Neste mês, Susana Kaingang tornou-se a primeira doutora indígena da UFRGS ao defender a tese "Tra(n)çando caminhos: a história de vida de Andila Kaingang", trabalho que conta a história da sua mãe.

Por Da Redação

22/07/2023 às 14:04:50 - Atualizado há

Neste mês, Susana Kaingang tornou-se a primeira doutora indígena da UFRGS ao defender a tese "Tra(n)çando caminhos: a história de vida de Andila Kaingang", trabalho que conta a história da sua mãe. Em 2020, a mesma universidade diplomou seu primeiro doutor indígena, Bruno Ferreira.

Susana vem de uma família de mulheres fortes. Além da mãe, com sólida vinculação com a luta pela terra e pela educação, tem mais quatro irmãs. Uma delas, Lucíola Belfort, foi a primeira indígena a se formar médica pela universidade gaúcha.

Hoje, a pesquisadora reside em Chapecó. Foi a solução que encontrou após o violento conflito ocorrido em 2021 na Terra Indígena Serrinha, situada no Norte do Rio Grande do Sul. Sem contar a família de Susana, outras 30 foram expulsas após denunciarem arrendamentos irregulares no solo indígena. "A Justiça já determinou a reintegração, porém é preciso de segurança para o retorno", justifica.

Foi na Serrinha que a família criou o Instituto Kaingang. Ele abriga o ponto de cultura Kanhgag Jãre, o primeiro sediado em terra indígena no Brasil. Susana conta que, com a invasão do ponto de cultura, a instituição perdeu equipamentos, documentação e pesquisas, frutos de 21 anos de trabalho.

Com mestrado em Direito pela Universidade Federal de Santa Catarina (UFSC) e em Educação pela Universidade Federal da Fronteira Sul (UFFS), Susana é bolsista da Capes e também atua na assessoria jurídica ao Instituto Kaingang (INKA) desde 2003.

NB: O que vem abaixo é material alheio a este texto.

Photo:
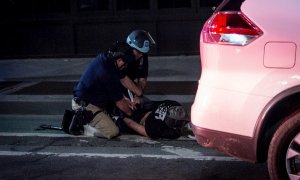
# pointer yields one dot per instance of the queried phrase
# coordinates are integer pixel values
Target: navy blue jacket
(100, 83)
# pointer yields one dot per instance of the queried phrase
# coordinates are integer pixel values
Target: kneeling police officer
(99, 90)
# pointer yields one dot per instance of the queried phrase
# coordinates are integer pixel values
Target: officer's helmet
(140, 40)
(121, 50)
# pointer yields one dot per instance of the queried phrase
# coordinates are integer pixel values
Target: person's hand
(137, 100)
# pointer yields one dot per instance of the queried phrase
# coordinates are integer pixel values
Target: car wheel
(284, 150)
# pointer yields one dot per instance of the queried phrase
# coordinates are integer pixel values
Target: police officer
(135, 77)
(99, 89)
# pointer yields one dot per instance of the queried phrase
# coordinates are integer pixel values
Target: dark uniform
(99, 87)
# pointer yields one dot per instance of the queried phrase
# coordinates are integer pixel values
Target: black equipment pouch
(81, 117)
(67, 119)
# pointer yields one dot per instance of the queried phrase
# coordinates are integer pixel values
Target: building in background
(80, 28)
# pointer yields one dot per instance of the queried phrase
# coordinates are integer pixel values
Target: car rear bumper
(231, 144)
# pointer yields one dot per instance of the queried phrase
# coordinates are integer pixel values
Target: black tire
(282, 144)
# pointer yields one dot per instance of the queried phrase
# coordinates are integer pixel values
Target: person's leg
(103, 123)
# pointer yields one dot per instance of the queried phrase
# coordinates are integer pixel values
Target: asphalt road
(126, 157)
(35, 92)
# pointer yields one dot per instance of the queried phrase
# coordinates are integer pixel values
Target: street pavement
(37, 91)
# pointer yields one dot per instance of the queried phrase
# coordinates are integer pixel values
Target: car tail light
(232, 28)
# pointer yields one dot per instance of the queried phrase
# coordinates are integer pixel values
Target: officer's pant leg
(103, 123)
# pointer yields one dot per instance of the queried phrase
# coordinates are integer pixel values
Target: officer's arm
(129, 84)
(124, 106)
(140, 129)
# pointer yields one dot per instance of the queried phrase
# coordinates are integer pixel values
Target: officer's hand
(130, 103)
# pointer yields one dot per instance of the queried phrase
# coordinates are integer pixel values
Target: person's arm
(142, 83)
(129, 84)
(138, 127)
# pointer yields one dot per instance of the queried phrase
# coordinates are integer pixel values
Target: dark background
(80, 28)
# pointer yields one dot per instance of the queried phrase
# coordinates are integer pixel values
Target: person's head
(140, 41)
(121, 54)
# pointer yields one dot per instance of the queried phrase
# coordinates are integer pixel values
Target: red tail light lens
(232, 28)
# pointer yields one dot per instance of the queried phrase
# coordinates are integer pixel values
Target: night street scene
(137, 71)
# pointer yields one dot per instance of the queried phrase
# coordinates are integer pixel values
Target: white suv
(248, 99)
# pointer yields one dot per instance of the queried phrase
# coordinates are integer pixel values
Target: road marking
(17, 87)
(122, 156)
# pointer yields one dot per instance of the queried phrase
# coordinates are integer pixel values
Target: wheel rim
(293, 158)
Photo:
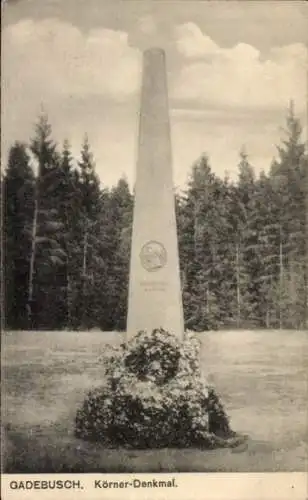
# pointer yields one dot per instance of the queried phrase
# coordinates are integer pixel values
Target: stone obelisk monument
(155, 298)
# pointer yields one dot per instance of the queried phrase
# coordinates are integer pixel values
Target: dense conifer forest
(66, 240)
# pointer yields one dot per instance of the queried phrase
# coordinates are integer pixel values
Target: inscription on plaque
(153, 256)
(153, 286)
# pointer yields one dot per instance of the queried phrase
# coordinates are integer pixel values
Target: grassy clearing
(261, 376)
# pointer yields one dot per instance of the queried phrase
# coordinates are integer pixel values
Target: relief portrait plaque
(153, 256)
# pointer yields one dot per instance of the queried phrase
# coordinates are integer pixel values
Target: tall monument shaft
(155, 298)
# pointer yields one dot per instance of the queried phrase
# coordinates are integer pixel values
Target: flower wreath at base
(154, 396)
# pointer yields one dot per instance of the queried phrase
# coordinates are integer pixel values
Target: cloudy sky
(232, 69)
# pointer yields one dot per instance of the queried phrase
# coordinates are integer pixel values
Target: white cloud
(56, 57)
(238, 76)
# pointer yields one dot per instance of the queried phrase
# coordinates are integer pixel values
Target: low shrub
(154, 397)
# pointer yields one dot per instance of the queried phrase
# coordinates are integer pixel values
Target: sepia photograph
(154, 240)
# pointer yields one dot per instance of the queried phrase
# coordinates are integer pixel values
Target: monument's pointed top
(153, 51)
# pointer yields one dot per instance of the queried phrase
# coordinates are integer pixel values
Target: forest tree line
(66, 240)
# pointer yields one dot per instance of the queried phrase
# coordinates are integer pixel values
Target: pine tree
(18, 206)
(46, 303)
(288, 181)
(88, 210)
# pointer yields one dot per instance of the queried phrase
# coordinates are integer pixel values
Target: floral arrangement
(154, 396)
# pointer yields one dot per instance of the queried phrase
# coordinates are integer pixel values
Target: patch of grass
(261, 376)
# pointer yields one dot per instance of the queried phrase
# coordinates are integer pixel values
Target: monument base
(154, 396)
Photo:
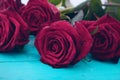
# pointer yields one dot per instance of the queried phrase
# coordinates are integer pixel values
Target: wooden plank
(36, 70)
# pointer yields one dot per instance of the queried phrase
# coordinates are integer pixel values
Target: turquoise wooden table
(25, 65)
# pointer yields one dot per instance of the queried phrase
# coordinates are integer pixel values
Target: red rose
(60, 44)
(15, 4)
(38, 12)
(13, 31)
(106, 44)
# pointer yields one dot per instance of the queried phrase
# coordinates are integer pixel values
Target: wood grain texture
(26, 66)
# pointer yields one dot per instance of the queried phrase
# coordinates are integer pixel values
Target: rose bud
(60, 44)
(13, 31)
(37, 13)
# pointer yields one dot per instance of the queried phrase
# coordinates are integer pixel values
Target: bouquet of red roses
(64, 34)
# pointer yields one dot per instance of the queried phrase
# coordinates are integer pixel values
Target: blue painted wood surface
(25, 65)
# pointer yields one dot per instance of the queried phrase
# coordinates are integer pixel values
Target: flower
(60, 44)
(37, 13)
(13, 31)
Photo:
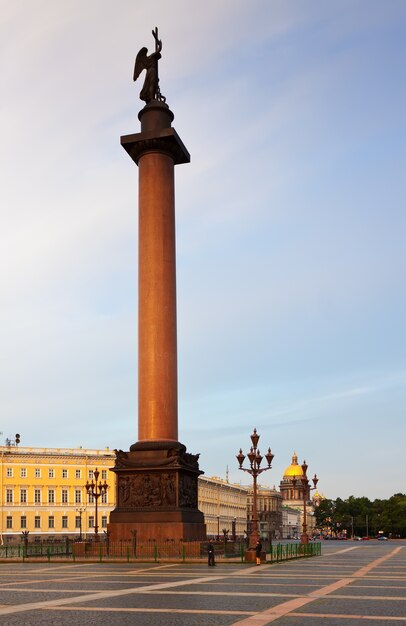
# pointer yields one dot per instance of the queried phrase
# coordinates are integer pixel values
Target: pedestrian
(210, 553)
(258, 550)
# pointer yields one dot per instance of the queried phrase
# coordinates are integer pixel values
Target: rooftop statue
(150, 89)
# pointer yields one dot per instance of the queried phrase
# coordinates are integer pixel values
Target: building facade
(224, 506)
(269, 509)
(293, 495)
(43, 492)
(291, 523)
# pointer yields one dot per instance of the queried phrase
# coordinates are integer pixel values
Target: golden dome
(294, 469)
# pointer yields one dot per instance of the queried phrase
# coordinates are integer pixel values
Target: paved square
(350, 584)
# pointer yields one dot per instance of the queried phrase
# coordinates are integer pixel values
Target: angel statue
(150, 90)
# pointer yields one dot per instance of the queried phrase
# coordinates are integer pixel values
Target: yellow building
(43, 492)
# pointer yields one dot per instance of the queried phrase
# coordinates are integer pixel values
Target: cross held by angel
(150, 89)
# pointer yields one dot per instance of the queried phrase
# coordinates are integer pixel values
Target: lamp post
(306, 496)
(255, 459)
(80, 510)
(95, 489)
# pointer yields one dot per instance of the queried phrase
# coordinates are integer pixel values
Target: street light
(95, 489)
(80, 510)
(255, 459)
(306, 496)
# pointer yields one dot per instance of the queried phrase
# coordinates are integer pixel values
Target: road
(352, 584)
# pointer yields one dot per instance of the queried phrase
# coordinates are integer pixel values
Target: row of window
(51, 493)
(38, 522)
(52, 474)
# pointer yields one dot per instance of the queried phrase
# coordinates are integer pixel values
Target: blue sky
(290, 229)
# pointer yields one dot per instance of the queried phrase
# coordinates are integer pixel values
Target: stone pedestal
(157, 494)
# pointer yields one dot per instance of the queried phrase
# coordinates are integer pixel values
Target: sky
(290, 229)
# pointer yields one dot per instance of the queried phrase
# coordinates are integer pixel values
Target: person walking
(210, 553)
(258, 550)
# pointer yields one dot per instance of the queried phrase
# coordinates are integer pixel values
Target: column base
(157, 494)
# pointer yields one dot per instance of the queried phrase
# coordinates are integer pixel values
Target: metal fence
(150, 551)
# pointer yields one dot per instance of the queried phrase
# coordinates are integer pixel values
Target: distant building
(224, 506)
(291, 523)
(43, 492)
(292, 494)
(269, 509)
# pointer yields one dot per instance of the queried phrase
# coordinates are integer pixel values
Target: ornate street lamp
(306, 489)
(80, 510)
(255, 459)
(95, 489)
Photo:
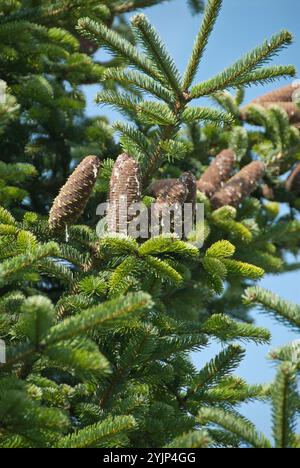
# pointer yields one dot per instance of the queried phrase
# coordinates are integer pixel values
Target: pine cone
(293, 182)
(87, 47)
(267, 192)
(218, 172)
(183, 190)
(284, 94)
(125, 184)
(160, 186)
(175, 193)
(73, 197)
(290, 108)
(189, 180)
(239, 186)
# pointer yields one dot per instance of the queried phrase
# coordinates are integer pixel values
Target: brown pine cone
(189, 180)
(293, 182)
(175, 193)
(183, 190)
(73, 196)
(125, 184)
(284, 94)
(290, 108)
(217, 173)
(87, 47)
(160, 186)
(239, 186)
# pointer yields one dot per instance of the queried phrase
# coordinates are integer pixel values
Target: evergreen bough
(99, 332)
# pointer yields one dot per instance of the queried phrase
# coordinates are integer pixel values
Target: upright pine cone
(293, 182)
(239, 186)
(183, 190)
(73, 196)
(160, 186)
(282, 97)
(179, 191)
(189, 180)
(218, 172)
(292, 110)
(284, 94)
(125, 189)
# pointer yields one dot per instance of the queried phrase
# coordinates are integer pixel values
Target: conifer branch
(239, 426)
(271, 302)
(233, 75)
(117, 45)
(156, 50)
(211, 13)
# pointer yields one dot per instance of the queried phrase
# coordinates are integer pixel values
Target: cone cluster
(240, 186)
(217, 173)
(282, 97)
(125, 189)
(73, 196)
(293, 182)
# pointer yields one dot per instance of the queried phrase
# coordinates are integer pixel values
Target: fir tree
(99, 332)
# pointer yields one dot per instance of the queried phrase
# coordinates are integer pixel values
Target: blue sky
(242, 25)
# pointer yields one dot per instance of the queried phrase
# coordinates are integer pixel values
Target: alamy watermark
(2, 352)
(140, 221)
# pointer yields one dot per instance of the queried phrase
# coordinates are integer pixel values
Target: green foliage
(99, 332)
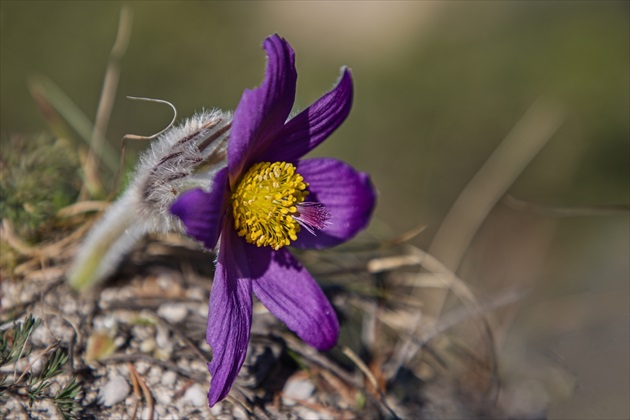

Nesta entrevista ao Brasil de Fato RS, Susana narra sua história e a história de vida da Andila, marcada por 50 anos de luta na educação escolar indígena.

Brasil de Fato RS: O que significa ser a primeira doutora indígena da UFRGS?

Susana: Se a gente for ver, na área da educação - meu título é de doutorado em educação - temos tido muitos profissionais se qualificando pensando na educação escolar indígena. É um espaço com muitos professores homens, mas muitas mulheres também. A gente sabe que, para a mulher indígena sair de uma comunidade para conseguir se qualificar existe uma luta muito específica.

Por quê? Porque a mulher indígena casa mais cedo e tem filhos mais cedo. Tem impacto desde que a gente inicia na graduação. Aconteceu comigo também. Ao ingressar na universidade você provavelmente vai estar casada, ter um marido e filhos. Quem cuidou do meu filho foi minha mãe. Ainda bem que, na cultura Kaingang, não é nada anormal as avós assumirem os netos.

Quem está em Porto Alegre está distante de muitas das comunidades situadas no Norte do Rio Grande do Sul. São seis, oito ou até 10 horas (de viagem) dependendo de ônibus que você pega. Isso afeta muito a escolarização e a qualificação e toda essa trajetória acadêmica para a mulher.

Quando ingressei no doutorado eu estava dando aulas numa escola indígena. Temos uma legislação específica sobre educação escolar indígena que assegura a questão da continuidade da formação de professores indígenas. Aí, quer dizer, se sou professora e estou dentro de uma escola indígena e fazendo mestrado ou doutorado, tenho que ter algum apoio nesse sentido.

Mas comigo aconteceu totalmente diferente. A escola indígena e a própria Secretaria de Educação, as coordenadorias, não estão, digamos, acostumadas com essa questão do pessoal dar continuidade aos seus estudos. Você tem um profissional que, às vezes, tem tantos dias em sala de aula e tantos dias na universidade. No primeiro semestre do doutorado, por exemplo, consegui fazer (só) uma disciplina. Como estava me prejudicando, pedi demissão do contrato que era emergencial.

A maior parte dos professores de escolas indígenas depende da remuneração do contrato de trabalho emergencial. Então, o que acontece? Como dependem disso, vão pensar duas vezes em investir na qualificação acadêmica porque vai gerar impacto na renda familiar.

Quando pensei em fazer o doutorado, pensei que seria na UFRGS, que tem uma trajetória dessa aproximação, inclusive pela implementação dos saberes indígenas, que é com professores indígenas...

Esses saberes indígenas que a UFRGS leva para dentro da universidade.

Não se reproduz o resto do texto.